There’s no arguing that in Gamer John Tillman aka Kable (Gerard Butler) is treated as persona before person. Even his central antagonist, Castle (Michael C. Hall) stops to admire this pure avatar of rippling masculinity at one point, enthusing “you’re so awesome”, making fanboy eyes after Kable dispatches a squad of thugs at the movie’s climax. The effusive praise and unabashed attraction, male and female, directed toward Kable by the outside world makes it clear that this admiration goes beyond a cult of celebrity into pure objectification. He’s not a somebody; he’s Solid Snake.


...You know, the guy that you subjected to multiple harrowing sessions of electroshock torture because you wanted the good ending?


There is no way for a player to disavow their agency in a situation such as the above scenario featured in Hideo Kojima’s original Metal Gear Solid (1998). Revolver Ocelot, acting as Snake’s torturer, makes it abundantly clear that you can make the hurting stop at any time, but he doesn’t recommend it. Then Ocelot goes on to tell you which button to press to charge Snake’s health back between shocks, just so he can last longer. Is this helping Snake survive his experience, or is it placing the player in a situation to aid and abet a totally cruel act?


In short, why is Ocelot helping you, unless you’re actually helping Ocelot?


Sure, having Snake withstand the torture means saving Meryl, but that’s a rather abstracted reward, one which only manages to objectify all parties involved. Meryl is made into a prize for your success, and Snake is reduced to a means to an end. (Not that he isn’t ultimately in any case.) If it were truly an immersive moment, wouldn’t more players choose to simply break?


And kill Meryl?! No, the game’s logic kills Meryl. Ocelot and his goons kill Meryl. You, the player, are only Meryl’s murderer through a metalogical understanding of a conceit that depends on the relationship between certain actions that you perform and their thinly defined consequences. Ocelot kills Meryl as a result of a character choice. You put Snake through torture as a result of a player choice. The fact that so many go through with Snake’s torture says something potentially troubling about the barrier that we as players set up between our actions and what they represent.

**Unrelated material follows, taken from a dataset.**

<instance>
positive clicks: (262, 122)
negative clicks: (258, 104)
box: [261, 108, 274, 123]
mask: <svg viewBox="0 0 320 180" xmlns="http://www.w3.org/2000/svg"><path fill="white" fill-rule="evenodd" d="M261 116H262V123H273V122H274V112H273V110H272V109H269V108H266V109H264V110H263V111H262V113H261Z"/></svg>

There is a delightful twist at the end of Red vs Blue: Reconstruction (the sixth season in Rooster Teeth’s Halo-based machinima series) in which we learn that the Director of Project Freelancer will probably never see punishment for the gross mistreatment of the AI placed in his care. Because, as it turns out, torturer and victim are one and the same in this case. By using an AI based on his own mind (just as Cortana was based on Master Chief’s mentor, Dr. Halsey, in Halo‘s canon), the Director justifies his actions as self-reflexive. “There are no punishments for the terrors we inflict on ourselves”, he says, comfortably unconcerned that it isn’t him but his digital representation that has taken the brunt of his punishment.


What Gamer manages is not to construct some moralistic message about how digital violence equates to real violence in its symbolism, but rather it serves to highlight our enduring anxieties about our relationships with technology. Just like the telegraph seances and stories about televisions opening up portals to other dimensions in bygone media generations, fear of technological unknowns continue to inform our culture of rationalization and anthropomorphism in interactive media.


If anything, because of its potential for interactivity and immersion, this anxiety is heightened all the more. Part of the reason that the representation of violence continues to be contentious may in fact be because on a subconscious level we can never be totally sure that we aren’t just as bad as Ocelot, playing along to keep Snake’s screams going as long as possible.